La digitalisation des transactions modifie considérablement les modalités de présentation des prix. L’émergence des comparateurs en ligne, des enchères électroniques et des places de marché virtuelles impose aux mandataires d’adapter leurs pratiques. Le règlement européen Platform-to-Business (P2B) a instauré de nouvelles obligations pour les intermédiaires numériques, notamment en matière de transparence sur les critères de classement et les différences de traitement.

L’intelligence artificielle et les algorithmes de tarification dynamique soulèvent de nouvelles questions juridiques. Ces technologies, qui permettent d’ajuster les prix en temps réel en fonction de multiples paramètres (demande, profil client, historique d’achat), doivent respecter les principes fondamentaux de non-discrimination et de transparence. La Commission Nationale de l’Informatique et des Libertés (CNIL) a publié en 2020 des recommandations sur l’utilisation des données personnelles dans la fixation des prix, rappelant les limites à ne pas franchir.

La transition écologique influence également les obligations d’information sur les prix. La loi Climat et Résilience du 22 août 2021 a introduit l’obligation pour certains mandataires d’informer les consommateurs sur l’impact environnemental des produits ou services proposés, créant ainsi une nouvelle dimension dans la présentation des prix. Le coût écologique doit désormais être intégré dans l’information précontractuelle.

À l’échelle européenne, le Digital Services Act et le Digital Markets Act, adoptés en 2022, renforcent considérablement les obligations de transparence des plateformes numériques, y compris en matière de présentation des prix. Ces textes, qui entreront progressivement en vigueur jusqu’en 2024, imposeront aux mandataires opérant en ligne des exigences accrues en matière d’information précontractuelle.

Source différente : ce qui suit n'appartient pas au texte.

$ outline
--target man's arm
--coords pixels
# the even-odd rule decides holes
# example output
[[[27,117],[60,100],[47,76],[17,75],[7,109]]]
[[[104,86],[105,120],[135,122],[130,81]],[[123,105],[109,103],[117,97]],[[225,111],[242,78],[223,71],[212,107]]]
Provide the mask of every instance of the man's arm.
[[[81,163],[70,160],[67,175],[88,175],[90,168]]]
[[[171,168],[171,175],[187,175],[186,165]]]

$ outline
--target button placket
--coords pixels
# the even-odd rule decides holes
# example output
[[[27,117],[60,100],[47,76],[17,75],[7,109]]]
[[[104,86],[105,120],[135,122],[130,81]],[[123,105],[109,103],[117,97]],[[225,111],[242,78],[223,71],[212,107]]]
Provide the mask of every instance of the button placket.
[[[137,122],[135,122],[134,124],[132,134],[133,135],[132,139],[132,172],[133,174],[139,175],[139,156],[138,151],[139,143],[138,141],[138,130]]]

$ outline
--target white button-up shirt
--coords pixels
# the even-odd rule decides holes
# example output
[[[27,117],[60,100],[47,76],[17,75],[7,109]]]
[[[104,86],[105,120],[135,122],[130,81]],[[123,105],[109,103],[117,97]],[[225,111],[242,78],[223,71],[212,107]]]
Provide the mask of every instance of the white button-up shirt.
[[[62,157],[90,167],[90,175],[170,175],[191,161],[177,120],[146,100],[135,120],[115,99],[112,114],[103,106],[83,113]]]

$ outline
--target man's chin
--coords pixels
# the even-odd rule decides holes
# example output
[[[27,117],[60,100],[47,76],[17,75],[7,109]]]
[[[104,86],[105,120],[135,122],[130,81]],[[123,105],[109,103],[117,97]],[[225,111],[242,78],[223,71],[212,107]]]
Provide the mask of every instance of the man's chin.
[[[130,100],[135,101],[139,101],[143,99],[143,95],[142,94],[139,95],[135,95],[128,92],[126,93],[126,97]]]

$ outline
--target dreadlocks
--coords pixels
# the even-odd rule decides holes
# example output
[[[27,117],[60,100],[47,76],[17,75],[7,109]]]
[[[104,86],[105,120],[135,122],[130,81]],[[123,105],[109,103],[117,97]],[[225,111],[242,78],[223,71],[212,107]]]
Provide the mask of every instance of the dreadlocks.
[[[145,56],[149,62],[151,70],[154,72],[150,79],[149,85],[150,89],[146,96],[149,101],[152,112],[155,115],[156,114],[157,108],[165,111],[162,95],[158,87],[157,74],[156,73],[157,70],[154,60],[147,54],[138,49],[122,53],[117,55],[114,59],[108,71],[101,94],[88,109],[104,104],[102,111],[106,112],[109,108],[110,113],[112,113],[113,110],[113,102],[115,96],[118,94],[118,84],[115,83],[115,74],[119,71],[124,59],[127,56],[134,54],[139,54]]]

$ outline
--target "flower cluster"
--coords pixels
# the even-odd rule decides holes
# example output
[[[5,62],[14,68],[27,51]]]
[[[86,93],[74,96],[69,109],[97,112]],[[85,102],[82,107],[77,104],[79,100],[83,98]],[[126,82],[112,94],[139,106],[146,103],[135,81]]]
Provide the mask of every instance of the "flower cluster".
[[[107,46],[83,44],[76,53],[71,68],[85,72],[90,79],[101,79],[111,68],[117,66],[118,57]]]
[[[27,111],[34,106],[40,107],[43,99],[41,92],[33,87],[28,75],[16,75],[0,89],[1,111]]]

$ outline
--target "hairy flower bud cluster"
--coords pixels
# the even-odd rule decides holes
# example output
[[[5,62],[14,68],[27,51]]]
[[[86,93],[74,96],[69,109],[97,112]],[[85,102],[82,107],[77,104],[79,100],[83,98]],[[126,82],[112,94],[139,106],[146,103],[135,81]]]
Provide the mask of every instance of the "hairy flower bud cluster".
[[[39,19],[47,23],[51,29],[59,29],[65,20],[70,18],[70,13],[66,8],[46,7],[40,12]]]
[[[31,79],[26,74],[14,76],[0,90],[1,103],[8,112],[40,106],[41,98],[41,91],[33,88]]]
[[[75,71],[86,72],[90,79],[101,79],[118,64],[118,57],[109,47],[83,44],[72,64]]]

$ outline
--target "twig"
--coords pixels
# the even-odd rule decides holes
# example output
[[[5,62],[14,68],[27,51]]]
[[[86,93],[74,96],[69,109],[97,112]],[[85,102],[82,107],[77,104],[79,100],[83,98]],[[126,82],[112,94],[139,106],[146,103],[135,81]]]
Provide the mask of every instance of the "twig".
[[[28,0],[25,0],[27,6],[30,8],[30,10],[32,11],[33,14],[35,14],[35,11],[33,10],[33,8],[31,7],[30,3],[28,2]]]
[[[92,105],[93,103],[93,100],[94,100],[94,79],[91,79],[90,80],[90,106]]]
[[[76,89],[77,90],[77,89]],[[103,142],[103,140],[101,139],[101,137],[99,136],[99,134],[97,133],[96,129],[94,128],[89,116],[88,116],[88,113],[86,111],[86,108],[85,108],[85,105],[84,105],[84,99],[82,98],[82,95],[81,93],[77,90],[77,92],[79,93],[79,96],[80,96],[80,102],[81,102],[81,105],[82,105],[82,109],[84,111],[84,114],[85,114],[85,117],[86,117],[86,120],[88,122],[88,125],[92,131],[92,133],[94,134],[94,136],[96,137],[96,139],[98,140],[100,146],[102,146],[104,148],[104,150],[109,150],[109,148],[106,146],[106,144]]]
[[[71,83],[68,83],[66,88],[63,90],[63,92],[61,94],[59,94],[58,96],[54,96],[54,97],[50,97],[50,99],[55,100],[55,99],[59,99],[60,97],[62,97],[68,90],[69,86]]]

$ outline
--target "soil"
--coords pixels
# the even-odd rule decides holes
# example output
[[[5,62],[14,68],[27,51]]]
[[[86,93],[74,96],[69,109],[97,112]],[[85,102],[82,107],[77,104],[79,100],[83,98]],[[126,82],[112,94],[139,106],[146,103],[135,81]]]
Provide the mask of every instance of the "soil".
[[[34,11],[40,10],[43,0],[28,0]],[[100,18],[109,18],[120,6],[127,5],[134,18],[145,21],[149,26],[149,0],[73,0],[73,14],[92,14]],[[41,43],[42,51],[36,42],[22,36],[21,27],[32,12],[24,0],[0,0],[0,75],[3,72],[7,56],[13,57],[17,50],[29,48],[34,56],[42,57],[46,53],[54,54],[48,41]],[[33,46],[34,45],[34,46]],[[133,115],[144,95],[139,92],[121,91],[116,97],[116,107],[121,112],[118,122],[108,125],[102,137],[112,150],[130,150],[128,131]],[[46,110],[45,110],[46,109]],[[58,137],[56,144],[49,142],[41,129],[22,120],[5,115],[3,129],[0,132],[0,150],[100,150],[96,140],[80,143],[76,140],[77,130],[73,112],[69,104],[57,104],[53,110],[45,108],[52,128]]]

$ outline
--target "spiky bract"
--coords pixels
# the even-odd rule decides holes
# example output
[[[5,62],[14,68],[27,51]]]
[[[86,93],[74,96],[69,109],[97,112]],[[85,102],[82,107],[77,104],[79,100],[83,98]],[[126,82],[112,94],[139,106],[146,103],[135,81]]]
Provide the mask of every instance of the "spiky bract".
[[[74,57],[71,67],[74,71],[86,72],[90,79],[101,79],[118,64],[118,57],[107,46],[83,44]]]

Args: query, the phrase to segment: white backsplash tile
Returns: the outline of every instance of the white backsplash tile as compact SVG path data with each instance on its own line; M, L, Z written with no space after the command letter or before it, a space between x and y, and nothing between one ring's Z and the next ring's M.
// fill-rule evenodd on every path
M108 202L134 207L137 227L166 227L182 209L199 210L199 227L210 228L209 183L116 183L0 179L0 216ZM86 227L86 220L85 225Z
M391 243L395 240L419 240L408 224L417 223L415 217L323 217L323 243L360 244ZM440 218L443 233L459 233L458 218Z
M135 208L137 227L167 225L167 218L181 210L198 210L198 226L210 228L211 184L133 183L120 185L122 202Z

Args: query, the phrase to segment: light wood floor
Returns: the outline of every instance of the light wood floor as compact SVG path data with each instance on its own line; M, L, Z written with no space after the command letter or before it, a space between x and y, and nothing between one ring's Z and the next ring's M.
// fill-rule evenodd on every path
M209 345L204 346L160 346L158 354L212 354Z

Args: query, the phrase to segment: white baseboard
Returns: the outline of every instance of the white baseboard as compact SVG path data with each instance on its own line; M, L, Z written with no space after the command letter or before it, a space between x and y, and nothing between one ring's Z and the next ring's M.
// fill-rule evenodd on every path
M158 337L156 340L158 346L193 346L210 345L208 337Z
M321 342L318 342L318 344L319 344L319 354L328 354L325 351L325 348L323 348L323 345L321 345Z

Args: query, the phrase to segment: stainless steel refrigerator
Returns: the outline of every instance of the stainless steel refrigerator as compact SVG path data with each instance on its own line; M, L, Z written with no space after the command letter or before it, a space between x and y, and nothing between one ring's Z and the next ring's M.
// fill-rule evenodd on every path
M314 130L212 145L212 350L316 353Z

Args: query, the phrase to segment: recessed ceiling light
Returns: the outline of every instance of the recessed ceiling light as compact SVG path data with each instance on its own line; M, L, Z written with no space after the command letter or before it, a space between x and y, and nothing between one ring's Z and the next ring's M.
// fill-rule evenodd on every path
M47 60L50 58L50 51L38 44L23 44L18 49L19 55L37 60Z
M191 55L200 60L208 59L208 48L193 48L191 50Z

Recommandations pratiques pour les mandataires

Face à ces évolutions, les mandataires doivent adopter une approche proactive pour garantir leur conformité aux obligations de présentation des prix. Plusieurs bonnes pratiques peuvent être recommandées :

  • Mise en place d’une veille juridique permanente sur les évolutions réglementaires
  • Formation régulière des collaborateurs aux obligations d’information tarifaire
  • Audit périodique des supports de communication et des processus de vente
  • Développement d’outils numériques facilitant la transparence tarifaire

La mise en conformité représente un investissement qui se révèle rapidement rentable, tant par la prévention des sanctions que par la construction d’une relation de confiance avec la clientèle. Les mandataires qui font de la transparence tarifaire un avantage compétitif constatent généralement une fidélisation accrue de leurs clients et une diminution des litiges.